Queer people of color, particularly trans women of color are most susceptible to the dangers of bigotry and now the risks of COVID-19. The National Queer and Trans Therapists of Color Network offers community and resources to queer and trans POC and provides financial assistance to access mental health support in an often biased and exclusive healthcare system. Donate here.
The Trevor Project is the world’s largest organization providing crisis intervention and suicide prevention services to LGBTQ young people under 25. The Trevor Project offers life-saving in person and online, 24-hour mental health services via text messaging, webchat, and hotline. COVID-19 has had a negative impact on the mental health of many; LGBTQIA+ youth are incredibly vulnerable right now. According to their website, call volumes to the Trevor Project have increased since social distancing began. Donate here.
Equality Federation partners with state-based organizations that advocate for LGBTQIA+ people. Equality Federation helps amplify each state’s fight toward equality and safety. They take on anti-LGBTQ bills, transgender bathroom and locker room bans, and school and workplace inclusivity. Equality Federation trains and supports local leadership so that citizens in their home states can fight for themselves and their queer community members.

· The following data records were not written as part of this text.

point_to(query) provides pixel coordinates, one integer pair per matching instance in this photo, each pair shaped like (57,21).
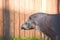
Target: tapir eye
(30,18)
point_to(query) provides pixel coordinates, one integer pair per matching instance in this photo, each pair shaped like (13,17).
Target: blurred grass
(23,38)
(27,38)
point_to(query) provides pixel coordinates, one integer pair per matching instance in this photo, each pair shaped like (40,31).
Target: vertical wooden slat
(1,23)
(22,16)
(12,17)
(12,23)
(16,24)
(1,18)
(52,6)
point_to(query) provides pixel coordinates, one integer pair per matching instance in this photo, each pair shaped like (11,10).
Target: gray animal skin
(46,23)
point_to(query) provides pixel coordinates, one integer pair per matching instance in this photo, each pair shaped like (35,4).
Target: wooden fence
(20,10)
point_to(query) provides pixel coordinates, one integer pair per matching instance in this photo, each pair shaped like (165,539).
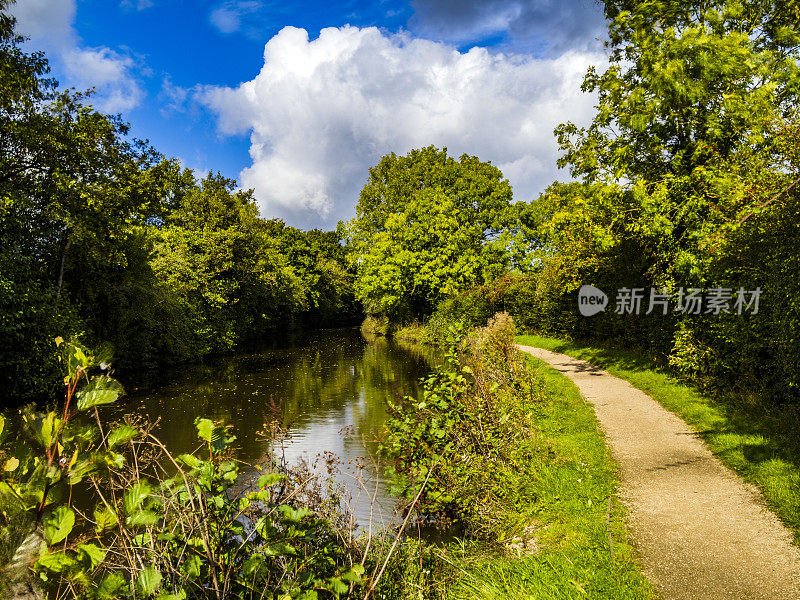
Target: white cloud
(50,26)
(321,112)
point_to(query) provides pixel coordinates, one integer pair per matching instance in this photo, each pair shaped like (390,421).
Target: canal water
(328,390)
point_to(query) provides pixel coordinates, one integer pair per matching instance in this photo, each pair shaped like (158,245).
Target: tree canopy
(428,226)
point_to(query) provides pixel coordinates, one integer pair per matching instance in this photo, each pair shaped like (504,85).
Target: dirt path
(701,531)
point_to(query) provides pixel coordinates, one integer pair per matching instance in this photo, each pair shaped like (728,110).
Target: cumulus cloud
(50,26)
(552,25)
(321,112)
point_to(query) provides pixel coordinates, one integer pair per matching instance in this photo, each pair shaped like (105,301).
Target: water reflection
(328,389)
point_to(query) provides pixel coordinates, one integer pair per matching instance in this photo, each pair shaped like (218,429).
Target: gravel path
(701,532)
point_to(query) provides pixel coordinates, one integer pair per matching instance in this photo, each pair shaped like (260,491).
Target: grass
(564,493)
(753,436)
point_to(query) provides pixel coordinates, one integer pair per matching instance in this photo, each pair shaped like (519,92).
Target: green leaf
(148,581)
(268,479)
(109,588)
(94,554)
(56,562)
(58,525)
(179,595)
(294,515)
(142,518)
(190,460)
(104,518)
(337,586)
(191,567)
(205,428)
(135,495)
(121,434)
(102,389)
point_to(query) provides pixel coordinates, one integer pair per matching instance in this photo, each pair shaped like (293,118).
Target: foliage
(750,434)
(687,178)
(458,433)
(187,532)
(524,468)
(427,227)
(104,237)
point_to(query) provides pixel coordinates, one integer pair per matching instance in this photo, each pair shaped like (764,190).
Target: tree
(72,187)
(427,227)
(692,88)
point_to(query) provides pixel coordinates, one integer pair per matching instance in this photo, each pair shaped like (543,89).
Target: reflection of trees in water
(335,374)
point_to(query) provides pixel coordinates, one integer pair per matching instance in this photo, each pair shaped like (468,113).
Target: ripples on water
(328,388)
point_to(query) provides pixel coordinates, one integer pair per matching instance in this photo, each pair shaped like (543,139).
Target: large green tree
(428,226)
(692,88)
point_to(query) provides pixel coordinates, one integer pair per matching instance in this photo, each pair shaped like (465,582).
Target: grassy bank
(564,493)
(521,463)
(753,436)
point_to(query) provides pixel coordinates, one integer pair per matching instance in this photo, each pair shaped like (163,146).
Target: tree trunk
(61,272)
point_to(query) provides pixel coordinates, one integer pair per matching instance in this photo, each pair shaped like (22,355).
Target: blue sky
(298,99)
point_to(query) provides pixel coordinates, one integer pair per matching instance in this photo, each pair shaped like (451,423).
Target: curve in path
(701,532)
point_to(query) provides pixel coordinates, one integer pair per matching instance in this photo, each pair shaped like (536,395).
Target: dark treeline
(105,238)
(686,179)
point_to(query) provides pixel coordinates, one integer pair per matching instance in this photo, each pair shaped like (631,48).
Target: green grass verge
(564,493)
(751,435)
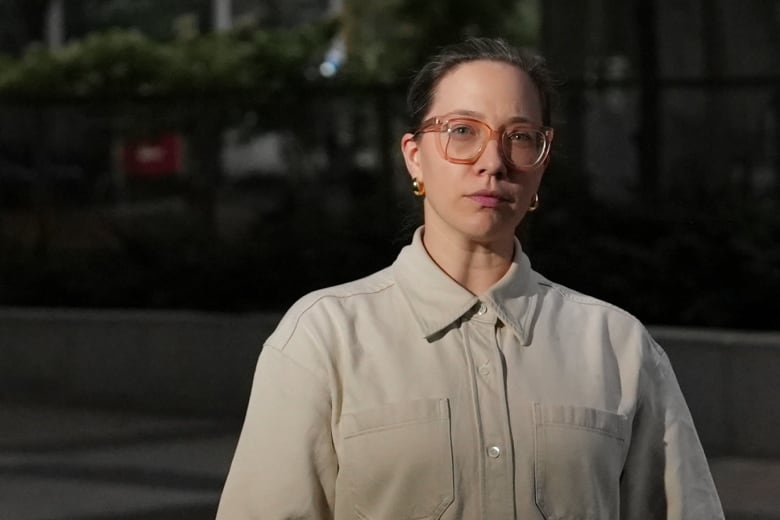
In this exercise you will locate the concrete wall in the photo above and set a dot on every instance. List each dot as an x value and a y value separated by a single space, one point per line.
198 363
155 361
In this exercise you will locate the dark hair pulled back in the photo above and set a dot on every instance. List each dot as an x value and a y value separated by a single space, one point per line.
423 86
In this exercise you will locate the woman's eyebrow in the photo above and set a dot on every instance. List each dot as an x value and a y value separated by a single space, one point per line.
479 115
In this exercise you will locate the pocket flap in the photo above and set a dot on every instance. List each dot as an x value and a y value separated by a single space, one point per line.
394 415
608 423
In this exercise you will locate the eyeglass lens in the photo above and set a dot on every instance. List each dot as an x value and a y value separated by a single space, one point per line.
465 140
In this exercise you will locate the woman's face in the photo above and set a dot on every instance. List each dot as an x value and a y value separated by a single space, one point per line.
485 201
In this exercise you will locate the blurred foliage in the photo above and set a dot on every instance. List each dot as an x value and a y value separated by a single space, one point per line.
386 52
125 63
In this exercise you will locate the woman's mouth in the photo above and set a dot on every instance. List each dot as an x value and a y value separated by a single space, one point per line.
487 199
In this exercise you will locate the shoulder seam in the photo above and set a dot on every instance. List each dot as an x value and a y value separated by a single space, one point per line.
390 283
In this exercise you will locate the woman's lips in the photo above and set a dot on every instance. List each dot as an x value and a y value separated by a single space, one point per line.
487 199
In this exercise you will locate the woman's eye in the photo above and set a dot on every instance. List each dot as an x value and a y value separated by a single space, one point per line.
462 130
521 136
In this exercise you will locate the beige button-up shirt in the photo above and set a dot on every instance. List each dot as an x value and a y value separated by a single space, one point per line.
404 396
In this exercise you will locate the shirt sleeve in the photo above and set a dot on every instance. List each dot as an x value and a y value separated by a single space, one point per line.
666 475
285 464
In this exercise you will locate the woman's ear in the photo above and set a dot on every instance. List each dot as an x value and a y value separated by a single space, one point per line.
411 151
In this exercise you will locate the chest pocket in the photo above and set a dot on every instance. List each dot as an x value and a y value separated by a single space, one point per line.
578 458
398 460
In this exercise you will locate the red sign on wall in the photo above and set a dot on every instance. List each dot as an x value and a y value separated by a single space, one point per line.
160 156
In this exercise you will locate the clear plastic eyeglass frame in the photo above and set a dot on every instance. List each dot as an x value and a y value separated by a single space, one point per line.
446 126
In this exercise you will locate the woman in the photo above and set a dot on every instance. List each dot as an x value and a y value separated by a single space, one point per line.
458 383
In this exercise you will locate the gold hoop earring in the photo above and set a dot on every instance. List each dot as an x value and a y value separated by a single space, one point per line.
418 188
534 203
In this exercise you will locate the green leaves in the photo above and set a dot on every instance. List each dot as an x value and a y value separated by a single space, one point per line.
125 63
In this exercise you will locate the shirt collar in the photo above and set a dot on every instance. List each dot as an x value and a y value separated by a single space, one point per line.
437 301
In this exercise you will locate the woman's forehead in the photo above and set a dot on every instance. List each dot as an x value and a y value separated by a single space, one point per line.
486 89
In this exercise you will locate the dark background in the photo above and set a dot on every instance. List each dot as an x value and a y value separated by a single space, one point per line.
662 195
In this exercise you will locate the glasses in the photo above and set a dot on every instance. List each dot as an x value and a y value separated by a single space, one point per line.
461 140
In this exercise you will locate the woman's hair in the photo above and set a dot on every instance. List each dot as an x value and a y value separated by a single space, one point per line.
424 83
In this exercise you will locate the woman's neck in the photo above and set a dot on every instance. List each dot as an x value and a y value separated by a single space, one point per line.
474 265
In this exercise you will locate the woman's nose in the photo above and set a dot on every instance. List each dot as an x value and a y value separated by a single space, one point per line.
492 161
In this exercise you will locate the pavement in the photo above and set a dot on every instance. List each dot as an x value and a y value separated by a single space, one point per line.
58 463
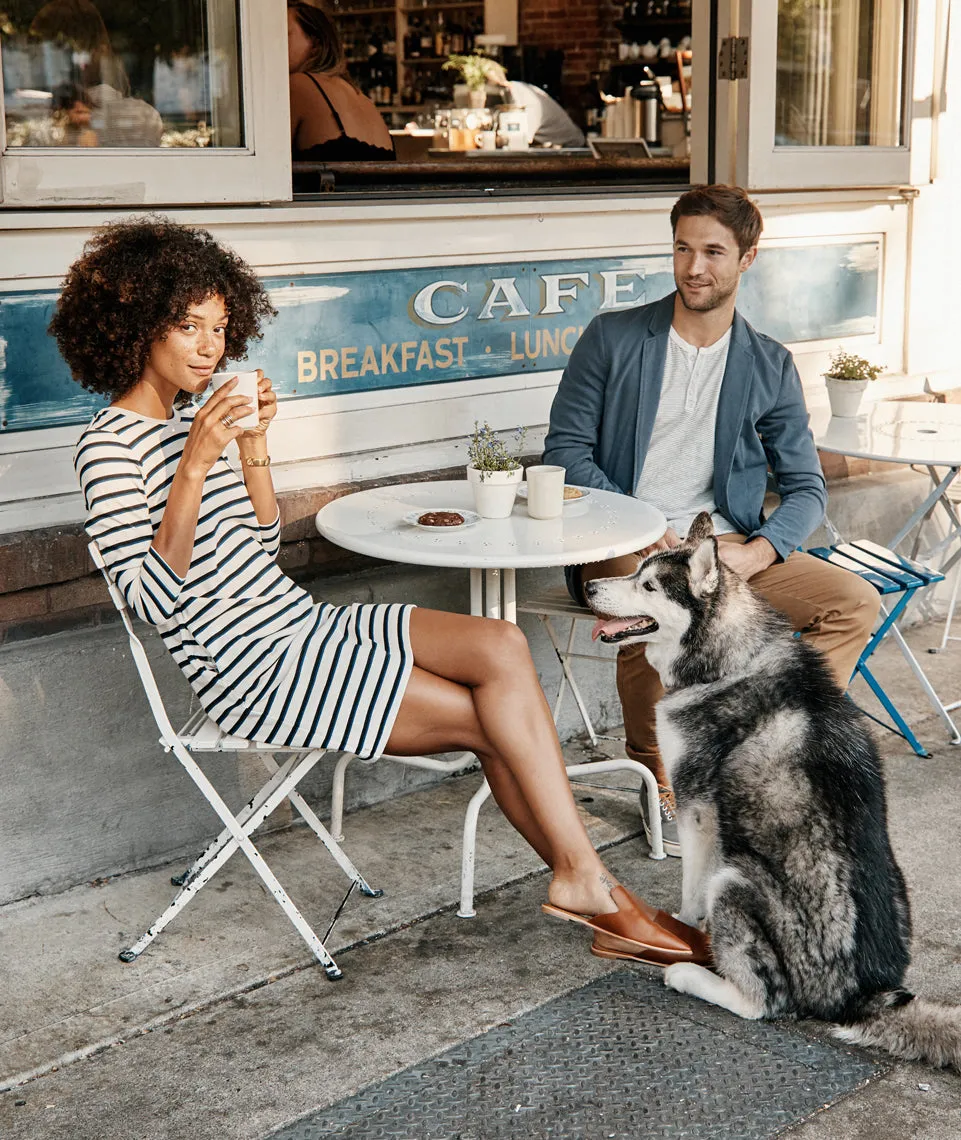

Donate here.
If you are looking to kill two birds with one stone and want to buy something for yourself or a queer friend who can use a pick me up while also supporting the queer community, check out Marc Jacobs line of Enamored Hydrating Lip Gloss which has five new shades for Pride Month: “Pink-Kiki,” purple “Hips Don’t Lilac,” apricot “Wet Your Lips,” rose-mauve “Coming Out” and clear “Dancing Sheen.” The brand will donate $10,000 to two different LGBTQIA+ groups.
Or bypass the lips and go straight for the mouth and eat a snack from KIND. The company is bringing back their KIND PRIDE bar this year and 100% of net sales will be donated to the Ali Forney Center (AFC), a long-standing KIND partner and this year’s NYC Pride March Grand Marshal, to assist in its efforts to protect and empower homeless LGBTQIA+ youth across the country.
IKEA is another company that turns one of their products into money for the queer community. This year’s rainbow tote bag is called STORSTOMMA and 100% of the profits will go directly to LGBTQIA+ charities.
You will see a lot of companies making money off of the backs of LGBTQIA+ folks by peddling Pride gear; the rainbows and glitter are admittedly fabulous and tempting, but I would love to see organizations and individuals giving their money to actual queer folks who are struggling. You might not think these suggestions are sexy and you won’t get to show off a new item of clothing, but putting your money into organizations actively making the lives of queer people better is something you can feel good about.
Before adding something to your shopping cart, make sure you are making a difference.